Tel Aviv police accused of unprovoked beating of Arab Israeli
Israeli media on Sunday published amateur video appearing to show an Arab supermarket worker being savagely beaten by policemen in Tel Aviv and witness accounts saying the attack was unprovoked.
"I've never seen anything like it. [His] teeth were flying through the air. The Arab was torn apart," onlooker Erez Krispin posted on Facebook.
He said the employee of a city-centre supermarket was outside the store putting out rubbish when a man in civilian clothes, who did not identify himself, demanded to see his ID.
Krispin said the worker began to explain that his documents were inside and to ask who the questioner was.
"He barely finished speaking and started to get murderous blows from the man and a friend who was with him," he wrote.
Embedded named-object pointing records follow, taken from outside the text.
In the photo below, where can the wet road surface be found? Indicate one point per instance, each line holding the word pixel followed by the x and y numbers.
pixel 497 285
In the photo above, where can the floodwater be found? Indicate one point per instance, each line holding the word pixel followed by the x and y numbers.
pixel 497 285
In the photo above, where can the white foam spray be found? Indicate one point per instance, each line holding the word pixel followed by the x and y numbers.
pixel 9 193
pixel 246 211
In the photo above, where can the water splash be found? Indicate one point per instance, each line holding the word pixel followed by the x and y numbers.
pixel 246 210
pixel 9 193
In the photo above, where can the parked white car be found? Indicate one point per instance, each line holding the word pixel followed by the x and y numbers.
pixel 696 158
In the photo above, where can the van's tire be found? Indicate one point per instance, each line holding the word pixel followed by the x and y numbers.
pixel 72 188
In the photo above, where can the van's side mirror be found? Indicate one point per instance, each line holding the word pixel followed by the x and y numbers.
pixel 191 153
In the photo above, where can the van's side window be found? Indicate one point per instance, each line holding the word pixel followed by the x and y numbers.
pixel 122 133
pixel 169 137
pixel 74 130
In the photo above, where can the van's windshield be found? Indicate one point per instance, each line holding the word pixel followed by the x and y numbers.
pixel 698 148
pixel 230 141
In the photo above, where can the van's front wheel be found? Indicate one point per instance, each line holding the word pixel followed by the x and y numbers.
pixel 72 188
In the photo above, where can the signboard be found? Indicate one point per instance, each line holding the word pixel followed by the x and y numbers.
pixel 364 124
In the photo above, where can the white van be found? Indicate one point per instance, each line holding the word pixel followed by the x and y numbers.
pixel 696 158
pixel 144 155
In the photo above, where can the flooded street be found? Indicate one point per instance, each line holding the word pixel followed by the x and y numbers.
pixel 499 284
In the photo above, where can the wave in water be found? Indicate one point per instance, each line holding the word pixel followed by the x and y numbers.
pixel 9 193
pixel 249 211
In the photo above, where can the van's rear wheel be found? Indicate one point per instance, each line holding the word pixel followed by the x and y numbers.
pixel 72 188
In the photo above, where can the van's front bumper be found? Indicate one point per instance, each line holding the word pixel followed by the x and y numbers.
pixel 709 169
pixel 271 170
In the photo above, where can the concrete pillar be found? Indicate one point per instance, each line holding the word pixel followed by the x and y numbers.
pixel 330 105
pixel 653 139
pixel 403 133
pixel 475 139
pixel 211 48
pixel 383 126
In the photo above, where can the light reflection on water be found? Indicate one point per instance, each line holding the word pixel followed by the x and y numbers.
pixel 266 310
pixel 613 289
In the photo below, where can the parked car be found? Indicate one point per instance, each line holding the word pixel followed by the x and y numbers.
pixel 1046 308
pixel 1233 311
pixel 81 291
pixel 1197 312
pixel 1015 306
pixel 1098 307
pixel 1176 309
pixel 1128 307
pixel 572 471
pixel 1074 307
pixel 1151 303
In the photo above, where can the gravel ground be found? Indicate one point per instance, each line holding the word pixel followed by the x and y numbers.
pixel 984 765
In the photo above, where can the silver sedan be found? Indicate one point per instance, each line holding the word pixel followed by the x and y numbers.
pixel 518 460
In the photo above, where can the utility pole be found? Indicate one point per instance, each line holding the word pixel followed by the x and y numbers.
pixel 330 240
Video posted on several news websites showed two men in civilian dress punching and kicking a third, but their identities were indistinct.
Private TV station Channel Two cited the Arab worker's employer, Kobi Cohen, as saying that he was an Israeli citizen, a Bedouin.
"He was beaten only because he's a Muslim," Super Yuda owner Cohen told Walla News. "His only crime was that he's not Jewish."
Cohen told Israeli newspaper Haaretz that the original assailants were joined by plainclothes policemen and that there were as many as 10 people beating the worker.
The incident occurred in a crowded area in front of supermarket customers and many onlookers, Haaretz said. After the beating, the worker was taken to Tel Aviv division police headquarters.
"All the neighbourhood knows him and knows that he's a good guy who isn't looking for trouble," the assaulted youth's father told Haaretz.
"Attacking him brutally, and by cops, says everything about the atmosphere in Israel now, and for that I thank the prime minister and the public security minister," he added sarcastically.
He said he is considering whether to file a complaint with the relevant authorities. "What's important for me now is my son's physical and mental health," he said. "But after the entire country saw the video I don't think the police need to wait for my complaint. They should check this on their own and make those cops and thugs who attacked him pay."
A police statement said that details would be passed as a matter of routine to the justice ministry department that handles allegations against police.
"It emerges from the initial investigation that border police officers identified a young man who they thought suspicious and asked him to identify himself. The suspect refused to identify himself and attacked the policemen, one of whom was bitten," it said.
"The policemen were obliged to use force in order to arrest the suspect, who continued attacking them violently. As a result of the violence of the attack, two policemen were taken to... hospital suffering from bruises and bites."